Margaret Talbot has an excellent profile on David Simon, the creator of HBO’s drama The Wire for the October 22 Arts Issue of The New Yorker. Over its first four seasons, The Wire has established a reputation as a critical darling—more than one reviewer has spoken of it in terms of among the best dramas in television history—even as its audience (in the four million range) is modest compared to intra-network shows The Sopranos and even Big Love. Talbot demonstrates how much of this success traces back to Simon, a former crime reporter for the Baltimore Sun with a tenaciously realistic/cynical view of life and a confidence that borders on hubris. Additionally, Talbot writes that he “is an authenticity freak,” and his attention to detail, from the filming that takes place throughout Baltimore to the “ghetto dialogue” of the characters helps set the show apart from its contemporaries:
“ ‘The Wire’ débuted in June, 2002, looking more or less like a cop show. But the differences were important. It spent as much time with the lawbreakers as it did with the law enforcers. And you didn’t see the suspects through the cops’ eyes only—you saw them through their own as well. The drug trade emerged as its own intricate bureaucracy, a hierarchy that subtly mirrored that of the police department. Moreover, ‘The Wire’ did not rely on the jumpy handheld-camera shots and the blurry ‘swish pans’ that a lot of network cop shows had adopted. The camera remained locked, for minutes at a time, on people talking. And the story unfolded at a slower pace, too, which meant that many of the scenes elaborated on the characters and the power structures they moved within, rather than lay the pipe of plot.”

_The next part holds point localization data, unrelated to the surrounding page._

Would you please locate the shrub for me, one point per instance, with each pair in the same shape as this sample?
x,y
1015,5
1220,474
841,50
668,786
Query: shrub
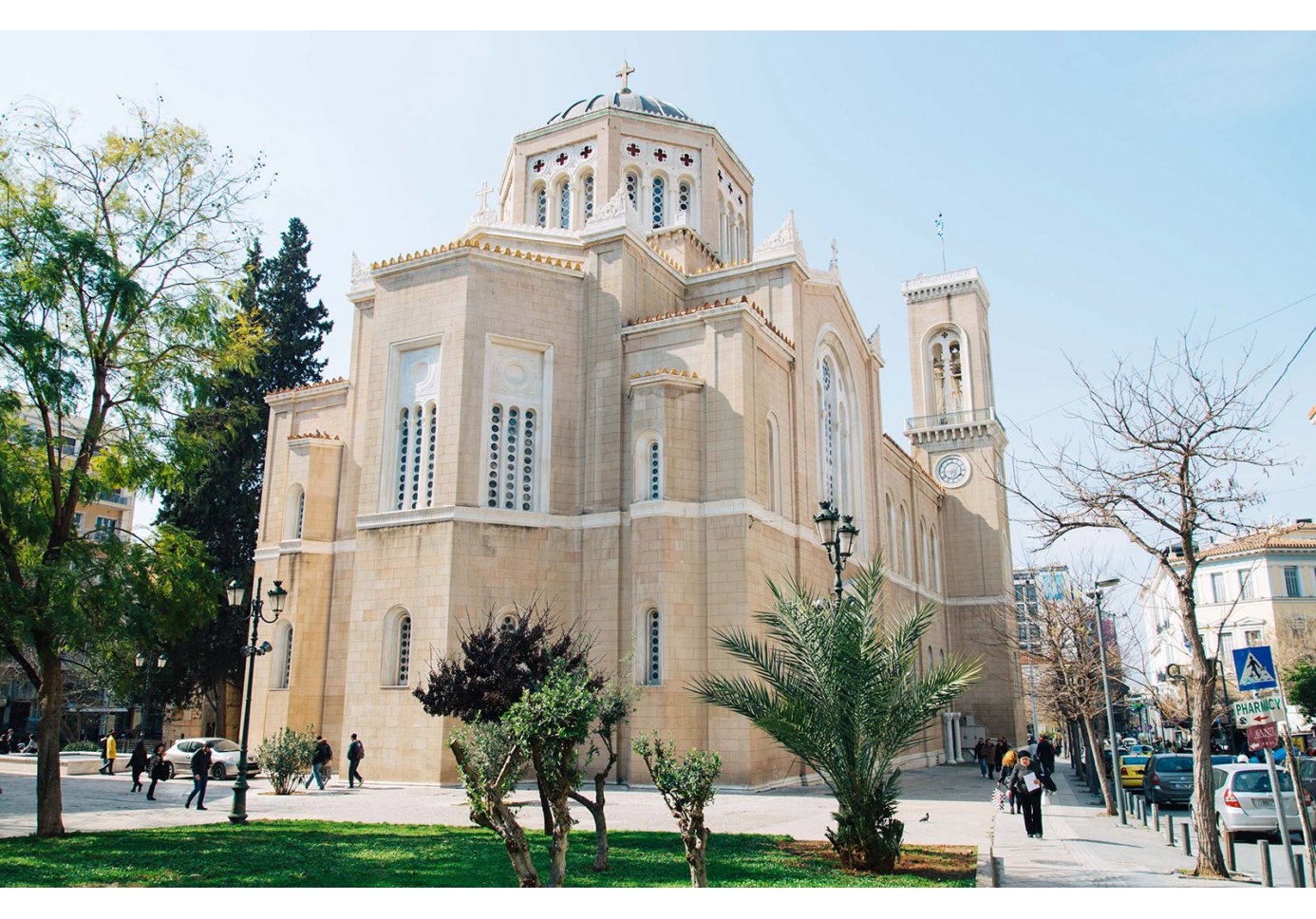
x,y
285,758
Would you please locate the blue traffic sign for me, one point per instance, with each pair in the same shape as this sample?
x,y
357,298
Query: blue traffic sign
x,y
1255,667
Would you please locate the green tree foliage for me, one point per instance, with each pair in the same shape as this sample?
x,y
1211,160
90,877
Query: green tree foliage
x,y
286,756
112,255
837,686
217,457
1301,686
687,788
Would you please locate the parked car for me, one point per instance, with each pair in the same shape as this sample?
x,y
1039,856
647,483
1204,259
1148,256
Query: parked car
x,y
1247,805
224,762
1131,770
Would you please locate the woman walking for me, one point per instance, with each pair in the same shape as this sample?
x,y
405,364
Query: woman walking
x,y
139,765
1025,781
159,769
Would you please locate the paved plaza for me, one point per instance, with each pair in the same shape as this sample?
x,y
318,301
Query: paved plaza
x,y
1081,848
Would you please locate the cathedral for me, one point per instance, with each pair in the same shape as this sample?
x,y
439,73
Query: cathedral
x,y
604,395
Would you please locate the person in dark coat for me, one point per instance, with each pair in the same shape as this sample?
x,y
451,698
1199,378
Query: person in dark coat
x,y
200,777
137,762
159,769
1046,755
1026,782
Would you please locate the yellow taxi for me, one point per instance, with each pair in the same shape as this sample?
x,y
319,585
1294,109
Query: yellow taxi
x,y
1132,769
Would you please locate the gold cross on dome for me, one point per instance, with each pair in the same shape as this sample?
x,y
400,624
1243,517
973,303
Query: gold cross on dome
x,y
627,70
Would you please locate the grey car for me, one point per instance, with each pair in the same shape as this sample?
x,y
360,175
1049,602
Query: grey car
x,y
224,758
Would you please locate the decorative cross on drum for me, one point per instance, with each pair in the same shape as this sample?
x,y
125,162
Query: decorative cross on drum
x,y
627,70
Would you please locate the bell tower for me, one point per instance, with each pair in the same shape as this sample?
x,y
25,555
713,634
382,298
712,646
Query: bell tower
x,y
958,440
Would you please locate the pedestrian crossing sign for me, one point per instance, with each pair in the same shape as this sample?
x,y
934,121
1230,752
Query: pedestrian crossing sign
x,y
1255,667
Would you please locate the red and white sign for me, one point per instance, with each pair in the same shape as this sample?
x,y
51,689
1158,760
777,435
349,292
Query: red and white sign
x,y
1262,736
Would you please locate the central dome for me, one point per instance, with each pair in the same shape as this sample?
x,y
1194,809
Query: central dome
x,y
627,102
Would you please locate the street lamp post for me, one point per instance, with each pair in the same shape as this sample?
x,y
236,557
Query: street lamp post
x,y
837,535
1105,687
252,650
145,663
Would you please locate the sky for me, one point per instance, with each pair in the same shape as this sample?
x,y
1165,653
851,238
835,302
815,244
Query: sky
x,y
1112,189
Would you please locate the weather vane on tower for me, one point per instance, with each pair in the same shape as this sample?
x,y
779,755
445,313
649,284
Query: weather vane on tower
x,y
627,70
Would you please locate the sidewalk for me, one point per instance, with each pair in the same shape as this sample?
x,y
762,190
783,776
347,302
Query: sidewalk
x,y
1084,848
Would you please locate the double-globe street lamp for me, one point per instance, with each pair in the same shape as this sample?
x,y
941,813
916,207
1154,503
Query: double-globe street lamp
x,y
837,536
1097,594
237,598
143,663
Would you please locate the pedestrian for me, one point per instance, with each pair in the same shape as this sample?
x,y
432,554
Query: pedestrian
x,y
1026,783
159,769
1006,765
108,753
355,753
998,756
200,776
317,761
981,755
1046,755
137,762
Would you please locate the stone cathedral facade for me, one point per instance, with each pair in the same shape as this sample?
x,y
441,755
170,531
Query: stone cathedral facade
x,y
603,394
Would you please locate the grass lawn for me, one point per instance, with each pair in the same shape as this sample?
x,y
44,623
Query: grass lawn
x,y
310,853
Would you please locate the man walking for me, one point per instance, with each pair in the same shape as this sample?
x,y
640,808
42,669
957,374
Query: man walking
x,y
355,753
200,777
317,762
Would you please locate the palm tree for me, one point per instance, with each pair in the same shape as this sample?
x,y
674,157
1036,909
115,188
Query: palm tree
x,y
837,686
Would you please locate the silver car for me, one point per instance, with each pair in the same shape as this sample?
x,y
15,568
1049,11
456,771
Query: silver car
x,y
224,758
1247,805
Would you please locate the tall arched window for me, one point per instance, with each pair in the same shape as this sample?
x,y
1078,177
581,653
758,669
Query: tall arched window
x,y
653,648
660,199
633,189
565,204
906,549
282,666
947,365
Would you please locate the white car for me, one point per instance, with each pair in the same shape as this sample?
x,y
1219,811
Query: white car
x,y
224,758
1245,802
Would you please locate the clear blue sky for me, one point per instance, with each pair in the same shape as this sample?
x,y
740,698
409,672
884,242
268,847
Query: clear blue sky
x,y
1111,187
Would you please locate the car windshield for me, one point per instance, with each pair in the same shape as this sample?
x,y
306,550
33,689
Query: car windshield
x,y
1175,764
1258,782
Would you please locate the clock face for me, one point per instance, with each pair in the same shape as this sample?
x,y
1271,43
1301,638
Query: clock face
x,y
953,470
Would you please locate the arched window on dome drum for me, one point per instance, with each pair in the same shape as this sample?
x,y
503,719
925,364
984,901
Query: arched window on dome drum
x,y
565,206
633,189
653,648
948,378
660,199
512,444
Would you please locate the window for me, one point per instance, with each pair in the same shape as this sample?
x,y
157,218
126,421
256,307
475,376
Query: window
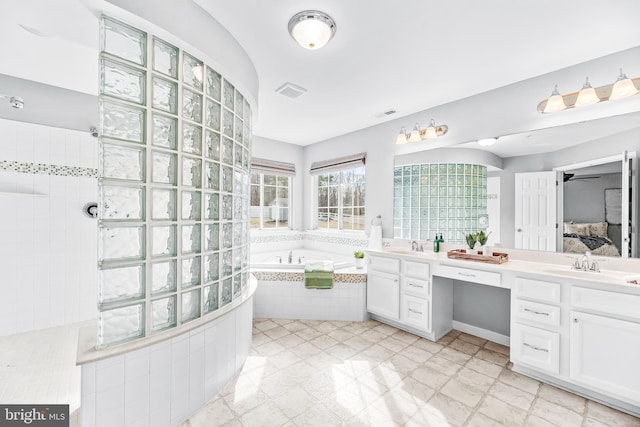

All of these aspects are notable, but having watched the first three seasons (and preparing to soon watch the fourth), I find the second half of the last sentence to be especially important. As each season concentrates upon a different aspect of Baltimore—first the street-level drug trade, then struggling longshoremen, individuals seeking power to make city-level changes, and finally the failings of the school system—it allows the viewer more context than one would ever imagine on a television show. As Talbot writes, this “sociological precision” allows Simon to present larger themes about how America’s transition to a service and technology-oriented economy continues to, in his words, “ ‘devalue human beings.’ ” The show’s storylines vividly convey this bleakness—its characters often make bad decisions that affect their lives, but their surrounding environment negatively affects them as well.
The result of this complexity is that there aren’t easy emotionally payoffs or neatly resolved morality tales in The Wire; on more than one occasion, I’ve spoken aloud in surprise or frustration even though I watch the show alone. Yet if we believe Picasso’s famous quote that “Art is a lie that makes us realize the truth,” then The Wire presents a particularly useful form of storytelling that challenges us to reconsider our views on several topics—the effectiveness of social institutions, the circumstances of the urban poor, the impact of the War on Drugs—while also rewarding us with remarkable acting and narratives. That it does so is largely a testament to David Simon’s artistic vision.